Bizler gönüllerimizi Yunus’un diliyle buluşturduğumuzda hiçbir gücün karşımızda duramayacağını ifade eden Kaymak, “Barışın Pınarı” hiç kurumayacaktır. Mehmet’imiz Mehmetçik şefkatiyle gözümüzün bebeği olmayı sürdürecektir. Suriye'nin kuzeyinde PKK/PYD-YPG ve DEAŞ'a karşı yürütülen Barış Pınarı Harekatı'na katılan kahraman askerlerimizi Allah muzaffer eylesin, ayaklarına taş değdirmesin. Allah ülkemizi bölmek parçalamak isteyen dış güçlere karşı birlik ve beraberliğimizi artırsın.
Bu vesileyle, XI. Uluslararası Dünya Dili Türkçe Sempozyumu’na ev sahipliği yapan Ondokuz Mayıs Üniversitesi’ne, düzenleme kuruluna ve.

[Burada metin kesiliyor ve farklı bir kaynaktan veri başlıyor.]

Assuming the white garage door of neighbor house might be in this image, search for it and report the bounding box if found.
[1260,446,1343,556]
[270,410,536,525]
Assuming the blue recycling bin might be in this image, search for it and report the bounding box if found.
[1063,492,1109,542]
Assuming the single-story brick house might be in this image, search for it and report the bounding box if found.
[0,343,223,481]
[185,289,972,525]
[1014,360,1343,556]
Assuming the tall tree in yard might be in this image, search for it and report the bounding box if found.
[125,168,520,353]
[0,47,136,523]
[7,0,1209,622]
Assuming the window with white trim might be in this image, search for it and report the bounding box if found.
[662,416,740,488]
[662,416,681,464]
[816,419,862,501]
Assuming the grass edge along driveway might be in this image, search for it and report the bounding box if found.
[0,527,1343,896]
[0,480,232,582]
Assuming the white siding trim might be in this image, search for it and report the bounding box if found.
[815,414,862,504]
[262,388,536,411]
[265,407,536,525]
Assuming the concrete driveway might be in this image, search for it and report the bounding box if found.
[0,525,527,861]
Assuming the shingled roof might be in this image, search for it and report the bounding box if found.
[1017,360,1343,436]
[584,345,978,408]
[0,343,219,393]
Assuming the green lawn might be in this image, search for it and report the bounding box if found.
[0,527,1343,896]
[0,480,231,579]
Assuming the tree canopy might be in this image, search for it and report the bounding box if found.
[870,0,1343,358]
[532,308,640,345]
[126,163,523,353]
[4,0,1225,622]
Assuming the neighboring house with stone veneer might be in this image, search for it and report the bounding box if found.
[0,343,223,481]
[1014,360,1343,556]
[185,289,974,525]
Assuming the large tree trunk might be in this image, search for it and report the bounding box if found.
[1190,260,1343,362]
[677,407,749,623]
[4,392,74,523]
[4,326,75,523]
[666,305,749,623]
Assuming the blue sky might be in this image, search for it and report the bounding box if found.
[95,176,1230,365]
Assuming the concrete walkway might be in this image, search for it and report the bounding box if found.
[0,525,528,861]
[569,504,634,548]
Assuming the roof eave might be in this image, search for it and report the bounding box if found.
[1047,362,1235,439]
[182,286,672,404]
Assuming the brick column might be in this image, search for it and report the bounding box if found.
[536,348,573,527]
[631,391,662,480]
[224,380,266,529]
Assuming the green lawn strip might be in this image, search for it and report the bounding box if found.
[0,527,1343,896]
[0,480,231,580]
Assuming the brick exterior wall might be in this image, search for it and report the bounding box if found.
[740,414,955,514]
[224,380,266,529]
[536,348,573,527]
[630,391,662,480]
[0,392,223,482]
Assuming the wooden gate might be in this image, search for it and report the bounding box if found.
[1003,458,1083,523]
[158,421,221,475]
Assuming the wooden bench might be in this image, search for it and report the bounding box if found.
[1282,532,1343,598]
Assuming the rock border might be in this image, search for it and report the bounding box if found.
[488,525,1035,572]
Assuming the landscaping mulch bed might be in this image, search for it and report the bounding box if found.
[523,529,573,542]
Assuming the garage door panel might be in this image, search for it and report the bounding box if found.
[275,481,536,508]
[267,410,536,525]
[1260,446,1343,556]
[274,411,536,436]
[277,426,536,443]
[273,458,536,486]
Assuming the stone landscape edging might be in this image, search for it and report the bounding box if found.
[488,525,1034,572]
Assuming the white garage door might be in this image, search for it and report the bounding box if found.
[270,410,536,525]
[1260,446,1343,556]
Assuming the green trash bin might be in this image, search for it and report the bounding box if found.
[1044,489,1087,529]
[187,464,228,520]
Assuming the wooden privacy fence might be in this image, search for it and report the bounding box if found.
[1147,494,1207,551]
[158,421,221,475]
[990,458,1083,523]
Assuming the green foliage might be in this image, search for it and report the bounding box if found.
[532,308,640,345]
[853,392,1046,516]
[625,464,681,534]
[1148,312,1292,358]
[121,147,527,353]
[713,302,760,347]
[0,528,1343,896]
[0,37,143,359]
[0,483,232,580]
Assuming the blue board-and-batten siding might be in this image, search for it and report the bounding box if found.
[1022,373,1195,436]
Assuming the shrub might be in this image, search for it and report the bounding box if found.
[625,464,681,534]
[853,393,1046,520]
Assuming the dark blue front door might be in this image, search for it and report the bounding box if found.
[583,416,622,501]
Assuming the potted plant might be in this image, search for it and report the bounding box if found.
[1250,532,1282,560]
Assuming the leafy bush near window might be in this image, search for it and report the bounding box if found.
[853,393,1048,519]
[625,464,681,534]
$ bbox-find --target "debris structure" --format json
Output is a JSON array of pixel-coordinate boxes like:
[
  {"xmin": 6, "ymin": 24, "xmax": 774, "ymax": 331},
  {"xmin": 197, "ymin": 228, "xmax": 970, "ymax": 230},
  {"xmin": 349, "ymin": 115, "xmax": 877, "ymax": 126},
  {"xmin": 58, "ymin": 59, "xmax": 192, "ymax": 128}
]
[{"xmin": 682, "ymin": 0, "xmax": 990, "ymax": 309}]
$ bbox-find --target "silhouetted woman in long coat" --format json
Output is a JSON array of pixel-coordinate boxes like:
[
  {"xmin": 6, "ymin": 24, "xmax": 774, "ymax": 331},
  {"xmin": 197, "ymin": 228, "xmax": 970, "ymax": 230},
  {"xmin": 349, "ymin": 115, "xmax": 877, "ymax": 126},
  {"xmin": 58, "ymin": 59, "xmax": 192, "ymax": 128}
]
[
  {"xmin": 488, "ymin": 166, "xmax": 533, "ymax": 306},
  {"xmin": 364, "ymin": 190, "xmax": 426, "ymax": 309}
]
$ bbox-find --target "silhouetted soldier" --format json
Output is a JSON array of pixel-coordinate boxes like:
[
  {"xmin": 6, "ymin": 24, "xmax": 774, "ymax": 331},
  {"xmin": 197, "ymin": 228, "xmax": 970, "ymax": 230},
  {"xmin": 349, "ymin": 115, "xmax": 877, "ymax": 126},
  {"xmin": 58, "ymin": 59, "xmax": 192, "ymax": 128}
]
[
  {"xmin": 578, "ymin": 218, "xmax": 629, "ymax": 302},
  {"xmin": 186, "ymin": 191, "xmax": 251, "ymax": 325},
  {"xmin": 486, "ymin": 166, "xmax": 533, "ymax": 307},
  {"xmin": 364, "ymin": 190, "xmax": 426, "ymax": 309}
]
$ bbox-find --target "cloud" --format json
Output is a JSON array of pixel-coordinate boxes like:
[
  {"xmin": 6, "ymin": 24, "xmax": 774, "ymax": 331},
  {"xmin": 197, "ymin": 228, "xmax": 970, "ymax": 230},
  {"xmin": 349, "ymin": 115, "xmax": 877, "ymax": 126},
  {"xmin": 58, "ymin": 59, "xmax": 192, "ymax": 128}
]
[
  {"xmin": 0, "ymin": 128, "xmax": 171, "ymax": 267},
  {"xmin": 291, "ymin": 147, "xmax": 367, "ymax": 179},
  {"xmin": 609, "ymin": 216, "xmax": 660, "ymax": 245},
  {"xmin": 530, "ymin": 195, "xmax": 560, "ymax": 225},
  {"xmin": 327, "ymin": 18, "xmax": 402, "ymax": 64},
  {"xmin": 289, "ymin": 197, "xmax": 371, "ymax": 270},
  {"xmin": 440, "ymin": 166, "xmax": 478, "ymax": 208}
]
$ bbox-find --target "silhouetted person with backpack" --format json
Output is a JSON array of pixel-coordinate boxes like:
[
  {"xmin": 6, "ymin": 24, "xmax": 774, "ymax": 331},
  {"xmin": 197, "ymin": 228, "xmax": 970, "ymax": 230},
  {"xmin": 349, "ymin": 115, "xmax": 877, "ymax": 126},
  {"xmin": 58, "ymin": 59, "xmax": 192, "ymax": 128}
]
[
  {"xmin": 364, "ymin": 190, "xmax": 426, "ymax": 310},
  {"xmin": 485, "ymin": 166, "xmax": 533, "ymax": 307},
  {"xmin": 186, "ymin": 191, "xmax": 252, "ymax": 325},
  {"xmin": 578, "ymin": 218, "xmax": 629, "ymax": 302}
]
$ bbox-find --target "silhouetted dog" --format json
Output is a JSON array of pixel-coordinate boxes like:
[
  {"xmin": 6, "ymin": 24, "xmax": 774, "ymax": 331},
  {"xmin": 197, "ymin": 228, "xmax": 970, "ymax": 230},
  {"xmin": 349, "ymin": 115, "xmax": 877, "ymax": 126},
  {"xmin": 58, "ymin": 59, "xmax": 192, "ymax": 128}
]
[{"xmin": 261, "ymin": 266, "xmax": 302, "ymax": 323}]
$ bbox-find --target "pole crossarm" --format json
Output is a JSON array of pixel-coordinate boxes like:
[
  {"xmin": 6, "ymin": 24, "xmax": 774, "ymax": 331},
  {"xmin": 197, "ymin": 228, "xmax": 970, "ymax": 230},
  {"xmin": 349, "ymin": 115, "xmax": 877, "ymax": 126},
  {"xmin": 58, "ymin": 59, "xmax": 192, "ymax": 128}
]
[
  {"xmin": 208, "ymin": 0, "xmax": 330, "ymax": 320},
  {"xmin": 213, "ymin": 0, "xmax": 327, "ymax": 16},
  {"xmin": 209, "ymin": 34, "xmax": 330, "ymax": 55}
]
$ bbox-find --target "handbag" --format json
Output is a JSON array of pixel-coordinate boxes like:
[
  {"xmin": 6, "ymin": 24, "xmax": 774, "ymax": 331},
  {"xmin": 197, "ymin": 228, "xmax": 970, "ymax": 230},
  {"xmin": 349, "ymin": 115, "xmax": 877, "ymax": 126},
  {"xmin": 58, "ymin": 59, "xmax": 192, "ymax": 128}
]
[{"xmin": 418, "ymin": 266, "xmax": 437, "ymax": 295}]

Ondokuz Mayıs Üniversitesi Eğitim Fakültesi Müzik Eğitimi Anabilim Dalı Türk Halk Müziği Topluluğu’nun hazırladığı konseri dinleyerek, seslendirilen eserlere tüm katılımcılarla birlikte eşlik etti. Ardından Valimiz Sayın Osman Kaymak, sempozyuma İran'dan katılan ve 2018 yılında Türklüğün büyük ve önemli bir eseri olan Dede Korkut'un 3. nüshasını Türk dünyasına kazandıran Türkmen aydını Valimohammad Khojeh'e lale motifi işlemeli tablo hediye etti.
Bir dünya dili olan Türk dilinin, tarihi ve kültürel kökleri, coğrafi yayılımı, günümüz dünyasındaki konumu ile bugünü ve geleceğinin tüm yönleriyle ele alınacağı sempozyuma, Atakum Kaymakamı Namık Kemal Nazlı, Ondokuz Mayıs Üniversitesi Rektör Yardımcıları, ülkemizden ve yurt dışından çok sayıda Türkolog (Türklük Bilimi Uzmanı), akademisyenler, araştırmacılar ve öğrenciler katıldı.